I had previously just scanned the image of the building layout previously posted. In looking at it a little more and thinking back about that report makes me think more about just simply rusted out reinforcement on the beams could be it too. In concrete beams, you have 2 types of reinforcing. You have longitudinal steel that that takes the tension component due to bending. The bottom steel does the work between columns, the top steel over the top of the column. You also have stirrups. These are closed ties in a rectangular shape that are oriented vertically in the beam. Basically, they encase the long bars. They resist shear. Concrete takes part of the shear, the stirrups take the rest. You space them closer than half the depth of the beam. If you draw a 45 degree line on an edge view of the beam, you space these strirrups so that they always cross the 45 degree line. If not, a crack is not being crossed by steel, which is bad.
Stirrups are normally smaller bars, #3-#5. For #8 and below, you take the bar size and divide it by 8 for the diameter. A #4 bar is 0.5" in diameter. The longitudinal bars are typically bigger bars, #8 and above. They'd take longer to rust. So, if you're having all of those water issues and your stirrups have significantly deteriorated, you could have a sudden shear failure on a beam. When that happens, you likely still have a decent amount of longitudinal steel in good enough shape to do work/be intact. This means that the failing beam could yank on the rest of the assembly and then start a domino effect.

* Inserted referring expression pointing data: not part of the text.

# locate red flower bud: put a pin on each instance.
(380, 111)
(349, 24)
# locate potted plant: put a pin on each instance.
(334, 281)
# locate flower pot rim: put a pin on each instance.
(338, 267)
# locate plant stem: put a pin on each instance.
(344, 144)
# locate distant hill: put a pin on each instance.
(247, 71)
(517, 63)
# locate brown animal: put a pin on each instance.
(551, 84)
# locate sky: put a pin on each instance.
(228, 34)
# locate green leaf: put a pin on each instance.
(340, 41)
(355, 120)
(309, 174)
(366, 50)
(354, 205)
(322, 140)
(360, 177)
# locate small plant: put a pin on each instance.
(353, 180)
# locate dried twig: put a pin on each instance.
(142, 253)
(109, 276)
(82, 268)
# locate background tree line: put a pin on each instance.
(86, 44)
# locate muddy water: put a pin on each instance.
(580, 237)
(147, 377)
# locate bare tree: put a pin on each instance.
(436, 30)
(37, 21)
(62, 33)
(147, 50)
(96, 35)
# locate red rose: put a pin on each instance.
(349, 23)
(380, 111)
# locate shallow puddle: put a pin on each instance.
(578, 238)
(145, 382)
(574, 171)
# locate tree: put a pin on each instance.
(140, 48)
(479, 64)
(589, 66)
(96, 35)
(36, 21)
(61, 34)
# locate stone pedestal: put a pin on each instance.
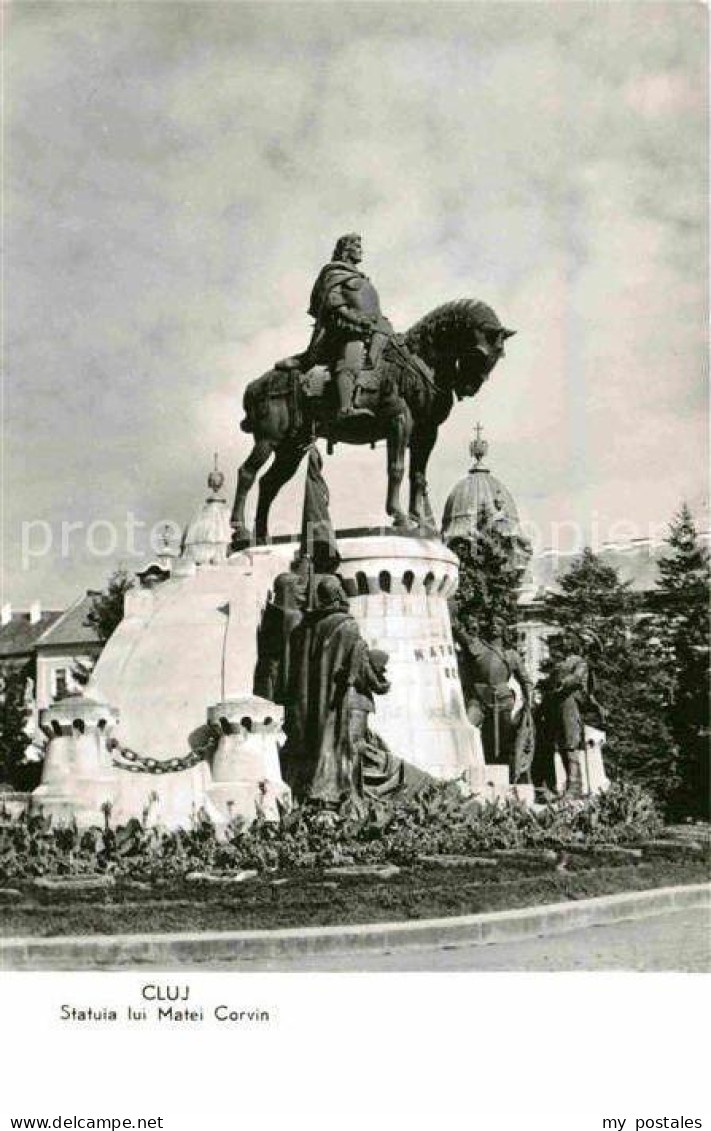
(246, 777)
(588, 773)
(398, 588)
(77, 775)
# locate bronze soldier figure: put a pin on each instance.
(486, 665)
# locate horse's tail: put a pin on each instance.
(248, 423)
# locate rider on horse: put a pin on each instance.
(350, 330)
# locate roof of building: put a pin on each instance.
(480, 493)
(208, 534)
(70, 627)
(19, 636)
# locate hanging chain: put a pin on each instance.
(133, 762)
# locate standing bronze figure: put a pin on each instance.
(487, 664)
(358, 382)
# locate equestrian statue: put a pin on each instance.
(357, 382)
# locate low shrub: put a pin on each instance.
(436, 821)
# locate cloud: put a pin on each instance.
(176, 174)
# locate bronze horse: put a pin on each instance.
(448, 353)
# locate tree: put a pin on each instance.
(683, 587)
(14, 737)
(633, 672)
(106, 611)
(490, 572)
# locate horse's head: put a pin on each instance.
(462, 340)
(478, 345)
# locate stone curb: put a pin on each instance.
(171, 950)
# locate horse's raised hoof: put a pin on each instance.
(402, 521)
(425, 527)
(241, 537)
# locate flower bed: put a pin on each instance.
(436, 822)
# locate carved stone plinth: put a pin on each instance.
(77, 775)
(398, 589)
(246, 777)
(587, 768)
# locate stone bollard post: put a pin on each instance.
(246, 776)
(77, 775)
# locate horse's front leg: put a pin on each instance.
(422, 443)
(286, 460)
(246, 475)
(398, 439)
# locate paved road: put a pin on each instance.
(674, 941)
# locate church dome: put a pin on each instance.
(208, 534)
(477, 494)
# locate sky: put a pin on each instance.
(175, 174)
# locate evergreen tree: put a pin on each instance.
(490, 573)
(106, 611)
(633, 672)
(14, 737)
(683, 618)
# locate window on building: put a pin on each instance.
(61, 682)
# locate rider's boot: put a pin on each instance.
(345, 388)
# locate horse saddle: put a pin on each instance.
(313, 381)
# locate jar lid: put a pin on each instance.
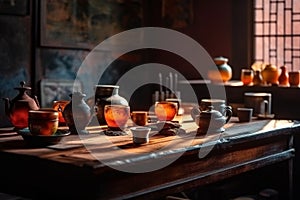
(210, 113)
(43, 114)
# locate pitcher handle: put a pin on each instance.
(228, 113)
(195, 112)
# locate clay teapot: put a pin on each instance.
(211, 121)
(17, 108)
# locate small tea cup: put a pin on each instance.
(43, 121)
(140, 118)
(140, 134)
(116, 116)
(60, 106)
(244, 114)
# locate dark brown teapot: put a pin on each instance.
(17, 108)
(211, 121)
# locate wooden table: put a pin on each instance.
(76, 168)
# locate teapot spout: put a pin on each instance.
(7, 105)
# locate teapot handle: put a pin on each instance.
(36, 101)
(228, 112)
(195, 112)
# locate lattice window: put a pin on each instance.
(277, 32)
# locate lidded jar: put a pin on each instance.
(270, 74)
(257, 79)
(283, 78)
(17, 108)
(77, 113)
(107, 95)
(222, 73)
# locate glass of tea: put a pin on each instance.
(116, 116)
(165, 110)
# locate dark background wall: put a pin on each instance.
(221, 26)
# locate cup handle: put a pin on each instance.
(266, 107)
(228, 111)
(195, 112)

This leads to the question about it just suddenly and randomly happening. Concrete is heavy. A parking deck is only designed for 50 psf live load (future traffic). That plaza would have been designed for either 100psf, or, more likely, a firetruck. Firetrucks are darn heavy, but we'll ignore that for this example. Say those columns are on a 25' grid. This is just an example to illustrate the weight and is a gross oversimplification in many ways. 25*25*50psf = 31250# = 31.25k. Say you had a 6" slab, 14"x20" joists @ 8'-4" and then say a 48"x20" girder. The slab weighs 75psf. The joists about 25psf. The beam would be about 28psf. This estimate is a little high because there is some double counting on the beam and joist occupying the same space. Still, you're looking about 128psf - a little, but still 25*25*128 = 80k. Let's say the design live load was 100psf instead of 50, that means it's 62.5k. Your total would be 142.5k. 80/142.5 = .561, meaning over half the load is actually there. Adding weight for pavers, etc, puts you probably at 60% or more of the total design load actually in place. You're not allowed for the concrete to take over half the shear. If the shear steel had significantly rusted out, then you have over half the total design load in place and only concrete there to take the load, but you don't want the concrete to ever take over half the load. I'm not saying this is what happens, but it passes the initial smell test.